Public Housing Repositioning Letters Sent to Executive Directors
On Nov. 13, HUD’s Office of Public and Indian Housing sent a letter to Executive Directors of public housing agencies notifying them of their options related to the repositioning of their public housing properties. In the letter, HUD discusses the Rental Assistance Demonstration (RAD) program, new flexibilities for Section 18 demolition and disposition, and forthcoming guidance on voluntary conversion and the retention of assets after a Declaration of Trust (DOT) release.
Rental Assistance Demonstration (RAD). One form of repositioning involves the use of the current RAD, which is in the process of converting up to 455,000 public housing units to one of the Section 8 programs, either Project-Based Vouchers (PBVs) or Project-Based Rental Assistance (PBRA).
Voluntary conversion. Another repositioning “flexibility” in the PIH letter is voluntarily converting public housing to vouchers. Section 22 of the United States Housing Act allows PHAs to voluntarily remove public housing units from a PHA’s inventory and provide residents with tenant-based or project-based vouchers instead. This is often referred to as “vouchering out” of public housing.
Under current regulations, a PHA seeking to voluntarily convert public housing to vouchers must submit a “conversion assessment” to HUD as part of its regular, annual PHA plan process. A conversion assessment must have five elements:
- An analysis of the cost of continuing to operate the development as public housing, compared to the cost of providing vouchers.
- An analysis of the market value of the development before and after rehabilitation.
- An analysis of the ability of residents to use a voucher, given housing market conditions.
- An impact analysis on the surrounding community, including the effect of conversion on the availability of affordable housing as well as on the concentration of poverty in the neighborhood.

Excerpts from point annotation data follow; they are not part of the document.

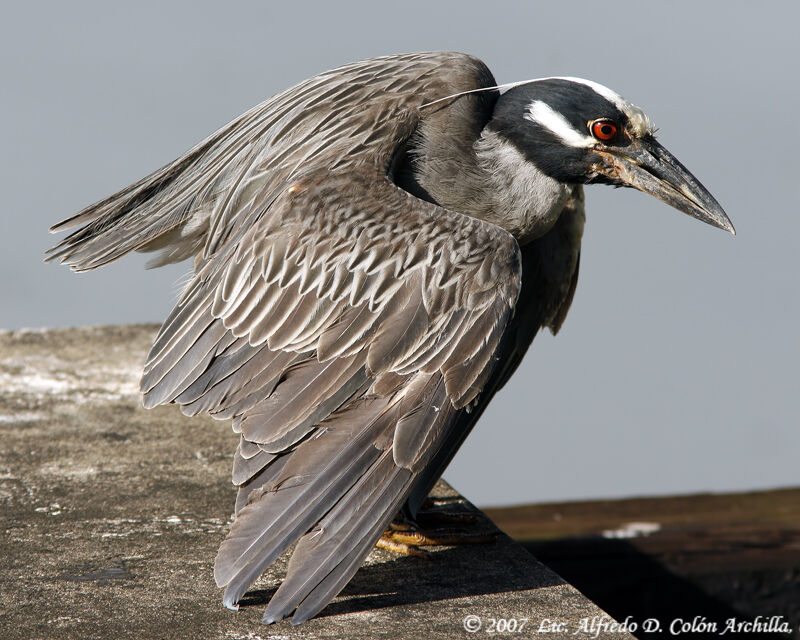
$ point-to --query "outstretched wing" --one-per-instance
(342, 329)
(343, 324)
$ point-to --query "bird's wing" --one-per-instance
(342, 329)
(191, 205)
(340, 322)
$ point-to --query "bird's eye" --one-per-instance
(604, 130)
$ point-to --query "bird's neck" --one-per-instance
(465, 166)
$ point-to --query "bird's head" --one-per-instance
(580, 132)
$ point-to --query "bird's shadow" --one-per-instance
(449, 573)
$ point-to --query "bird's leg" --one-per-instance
(435, 526)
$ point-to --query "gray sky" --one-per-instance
(677, 368)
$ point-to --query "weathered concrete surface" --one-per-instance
(110, 518)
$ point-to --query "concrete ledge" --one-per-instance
(110, 517)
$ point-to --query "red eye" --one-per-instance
(604, 130)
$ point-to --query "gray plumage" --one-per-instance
(371, 264)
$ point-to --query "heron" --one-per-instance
(374, 251)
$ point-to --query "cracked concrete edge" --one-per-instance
(112, 515)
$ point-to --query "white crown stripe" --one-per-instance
(544, 115)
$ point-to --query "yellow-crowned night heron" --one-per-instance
(375, 249)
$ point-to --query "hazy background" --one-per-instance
(677, 368)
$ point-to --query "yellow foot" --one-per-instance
(408, 538)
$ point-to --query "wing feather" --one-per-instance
(339, 321)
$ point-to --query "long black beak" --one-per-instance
(649, 167)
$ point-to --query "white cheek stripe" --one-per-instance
(544, 115)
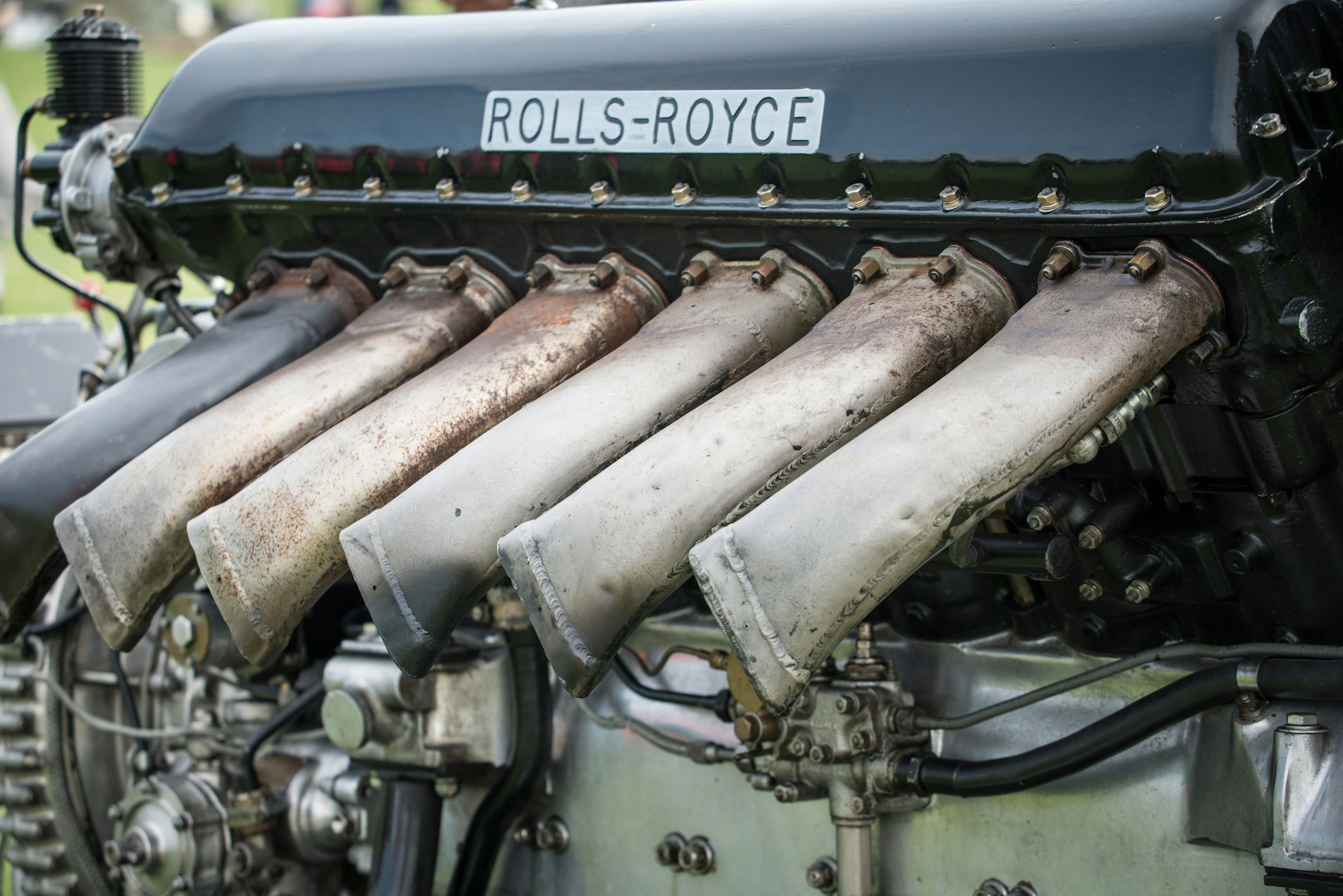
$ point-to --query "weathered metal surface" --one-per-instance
(126, 571)
(269, 553)
(73, 456)
(597, 565)
(789, 581)
(422, 561)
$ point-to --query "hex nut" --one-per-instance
(859, 195)
(1051, 199)
(521, 190)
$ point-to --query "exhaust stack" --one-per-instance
(126, 571)
(789, 581)
(597, 565)
(269, 553)
(426, 558)
(73, 456)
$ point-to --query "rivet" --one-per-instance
(1157, 199)
(602, 193)
(859, 195)
(539, 276)
(1268, 126)
(695, 275)
(867, 270)
(604, 276)
(769, 195)
(953, 198)
(942, 270)
(1051, 199)
(766, 273)
(1319, 81)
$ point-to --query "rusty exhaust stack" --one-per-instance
(278, 324)
(126, 571)
(426, 558)
(790, 579)
(269, 553)
(597, 565)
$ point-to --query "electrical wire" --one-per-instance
(128, 332)
(1175, 652)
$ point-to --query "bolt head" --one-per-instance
(1051, 199)
(859, 195)
(1319, 80)
(1268, 126)
(1157, 198)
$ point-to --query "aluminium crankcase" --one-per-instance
(597, 565)
(424, 561)
(269, 553)
(73, 456)
(790, 579)
(126, 571)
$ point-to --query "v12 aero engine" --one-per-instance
(786, 447)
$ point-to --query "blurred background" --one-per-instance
(172, 31)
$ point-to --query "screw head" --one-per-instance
(602, 193)
(1157, 199)
(859, 195)
(1268, 126)
(1051, 199)
(1091, 590)
(770, 195)
(1319, 81)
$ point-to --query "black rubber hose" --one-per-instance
(527, 770)
(716, 703)
(1199, 691)
(128, 332)
(248, 758)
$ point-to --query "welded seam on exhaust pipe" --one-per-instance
(553, 598)
(375, 535)
(99, 573)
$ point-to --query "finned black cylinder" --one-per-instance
(93, 72)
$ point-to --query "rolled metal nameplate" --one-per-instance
(425, 559)
(127, 571)
(789, 581)
(272, 551)
(73, 456)
(597, 565)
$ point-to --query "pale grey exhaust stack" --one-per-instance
(126, 570)
(597, 565)
(790, 579)
(272, 551)
(424, 561)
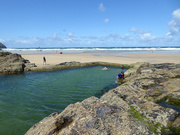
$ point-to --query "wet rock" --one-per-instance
(130, 108)
(13, 63)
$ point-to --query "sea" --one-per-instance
(27, 98)
(107, 50)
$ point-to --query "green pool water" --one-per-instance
(28, 98)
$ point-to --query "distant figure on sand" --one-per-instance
(105, 68)
(120, 77)
(122, 67)
(44, 60)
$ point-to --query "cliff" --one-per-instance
(146, 103)
(2, 46)
(14, 64)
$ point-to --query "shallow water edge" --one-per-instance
(69, 65)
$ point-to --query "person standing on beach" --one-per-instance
(44, 60)
(120, 77)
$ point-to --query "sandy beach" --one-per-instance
(53, 59)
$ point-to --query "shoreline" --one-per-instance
(54, 59)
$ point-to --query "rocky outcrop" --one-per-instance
(138, 106)
(13, 64)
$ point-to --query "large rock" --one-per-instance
(132, 108)
(13, 63)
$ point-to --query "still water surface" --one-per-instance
(28, 98)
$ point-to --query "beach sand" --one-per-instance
(53, 59)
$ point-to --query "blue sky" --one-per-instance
(89, 23)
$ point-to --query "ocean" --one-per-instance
(27, 98)
(108, 50)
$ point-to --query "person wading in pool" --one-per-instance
(120, 77)
(44, 60)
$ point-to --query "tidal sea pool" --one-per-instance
(27, 98)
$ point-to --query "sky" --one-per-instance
(89, 23)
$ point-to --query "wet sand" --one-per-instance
(53, 59)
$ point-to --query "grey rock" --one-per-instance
(13, 63)
(131, 108)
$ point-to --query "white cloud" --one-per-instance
(101, 7)
(70, 34)
(106, 20)
(176, 16)
(134, 29)
(174, 25)
(146, 37)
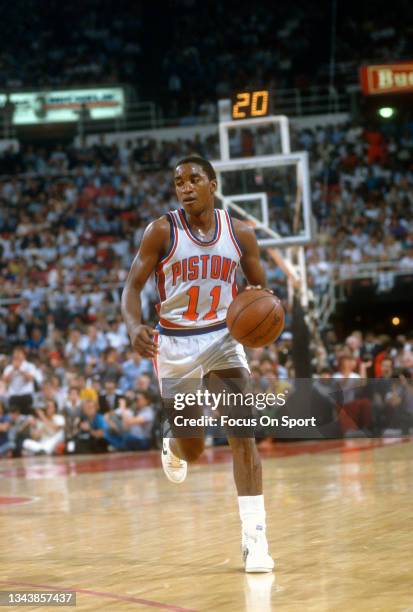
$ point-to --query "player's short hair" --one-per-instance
(201, 161)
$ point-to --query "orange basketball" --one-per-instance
(255, 318)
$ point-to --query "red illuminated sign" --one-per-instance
(387, 78)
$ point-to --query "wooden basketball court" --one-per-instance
(113, 529)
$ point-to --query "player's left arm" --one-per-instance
(251, 263)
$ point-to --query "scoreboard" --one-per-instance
(250, 104)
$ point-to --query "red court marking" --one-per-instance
(144, 602)
(8, 501)
(32, 468)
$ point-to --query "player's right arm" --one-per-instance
(154, 245)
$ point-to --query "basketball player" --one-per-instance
(195, 252)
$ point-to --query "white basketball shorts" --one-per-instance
(196, 355)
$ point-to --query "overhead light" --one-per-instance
(386, 112)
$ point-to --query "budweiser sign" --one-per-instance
(387, 78)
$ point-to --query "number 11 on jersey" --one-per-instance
(191, 312)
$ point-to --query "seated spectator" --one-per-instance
(90, 430)
(20, 377)
(133, 367)
(5, 444)
(109, 399)
(20, 425)
(47, 431)
(71, 411)
(356, 413)
(139, 423)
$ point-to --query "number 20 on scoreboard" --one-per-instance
(248, 104)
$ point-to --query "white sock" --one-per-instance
(252, 513)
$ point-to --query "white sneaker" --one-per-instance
(255, 553)
(174, 467)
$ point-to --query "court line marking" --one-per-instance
(131, 598)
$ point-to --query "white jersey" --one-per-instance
(196, 279)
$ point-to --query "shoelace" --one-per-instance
(174, 462)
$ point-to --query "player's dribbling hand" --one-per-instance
(142, 341)
(259, 287)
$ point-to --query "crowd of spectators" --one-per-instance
(71, 220)
(199, 51)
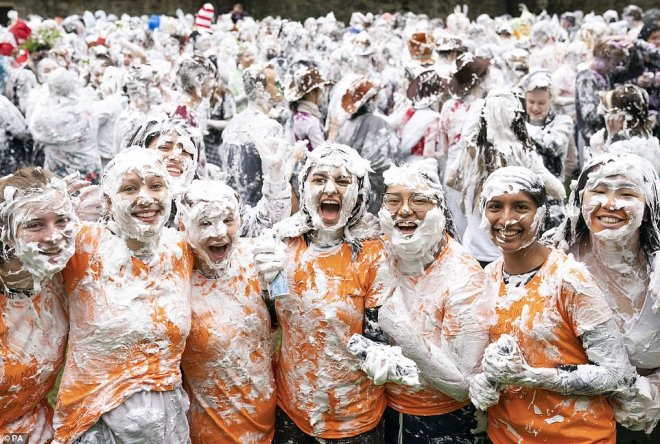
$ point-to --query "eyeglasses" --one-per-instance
(416, 201)
(610, 113)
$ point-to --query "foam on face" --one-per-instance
(182, 144)
(332, 158)
(203, 209)
(511, 180)
(19, 209)
(143, 163)
(615, 176)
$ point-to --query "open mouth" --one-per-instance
(146, 216)
(407, 228)
(330, 210)
(52, 252)
(610, 221)
(507, 234)
(217, 252)
(174, 170)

- A description of a PHA’s planned use of the property.
The conversion assessment must satisfy three conditions:
- Conversion won’t be more expensive than continuing to operate the development as public housing.
- Conversion will principally benefit the development’s residents, the PHA itself, and the community. Related to potential benefit to residents, the PHA must consider the availability of landlords willing to accept vouchers, as well as access to schools, employment, and transportation.
- Conversion won’t adversely affect the availability of affordable housing in the neighborhood.
Section 18 demolition. HUD’s letter refers to “new flexibilities” for Section 18 demolition and disposition. PHAs may decide to demolish or dispose of an entire development, or a portion of a development, for a variety of reasons, including the development being obsolete in terms of physical condition, location, or other factors making it unsuitable for housing purposes. And disposition may occur for reasons such a change occurred in the neighborhood, the location of the development is no longer conducive to residential use, or the land on which the development was built is sufficiently valuable that the PHA can replace the existing development with an improved development at no cost to HUD.
Retention of assets after a DOT release. A DOT is a legal instrument that grants HUD a formal interest in public housing property. It provides public notice that the property must be operated in accordance with all federal public housing requirements, including the requirement not to convey or otherwise encumber the property unless expressly authorized by federal law and/or HUD. PHAs must ensure a current DOT is recorded against all property, including land that has been acquired, developed, maintained, or assisted with funds authorized by the U.S. Housing Act of 1937, including the public housing operating fund and capital fund. If a PHA wants to sell public housing property, it must get Section 18 approval from HUD’s Special Applications Center (SAC) and then ask HUD field office counsel to release the DOT on the property.
HUD notes that it’s currently encouraging agencies to reposition their public housing properties to help address the significant public housing capital backlog. HUD’s immediate goal is to “reposition” 105,000 public housing units by September 2019. HUD isn’t requiring agencies to reposition or reduce the number of homes in their public housing properties at this time.
HUD notes that Field Offices plan to reach out to PHAs in the coming months to help agencies “explore repositioning possibilities in [PHA] inventories.” HUD states that its goal in contacting agencies is to help ensure PHAs understand their options. HUD plans to make all repositioning resources available on the PIH One-Stop Tool for PHAs (POST).